Monday, December 14, 2015

The Many Names of Love









He called me mariposa,
as if my chrysalis had disappeared
overnight, its wispy tendrils drooping,
then falling away into shadow.

He called me gentle bird,
as though my song was sugar-sweet
and soft, a moist whisper cast aloft
into remnants of dusk.

He called me beloved,
as if his tender words
would shame any onslaught of tragedy, 
somehow keep me safe from sorrow's clutches.

He called me querida,
as though such fervent declarations
could make a thousand miles evaporate,
bring me to his distant shore.

He calls me his only, his own -
I answer his embrace by gathering 
succulent flowers into a fragrant harvest
to leave scattered upon our doorstep,

perhaps to delay the coming of darkness, 
perhaps to hasten the arrival of dawn.





Tuesday, July 21, 2015

poem for this moment






"Poetry is a life-cherishing force.
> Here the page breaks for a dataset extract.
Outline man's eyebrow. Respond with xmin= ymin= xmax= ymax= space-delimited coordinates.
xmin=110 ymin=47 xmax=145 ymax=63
For poems are not words, after all, 
but fires for the cold, ropes let down to the lost, something as necessary 
as bread in the pockets of the hungry." 
                                                                                — Mary Oliver





How I have craved 
the lavender of your laughter,
the wisteria of your weariness 
when you lay your jacket aside,
done as is the day ...

and then you come to me.

How you have saved me
from clinging vines of chaos,
from numb emptiness of stars 
too long dead, their light lingering
as an afterthought, a cold memory.

Your music wrapped each chord around me,
a comfort in darkness, a smile I could not see,
a gleaming jewel waiting only for sunlight
to describe its edges, its facets, its dominions;
we are created from stone and fire, 
composed of water and air ...

and then I come to you.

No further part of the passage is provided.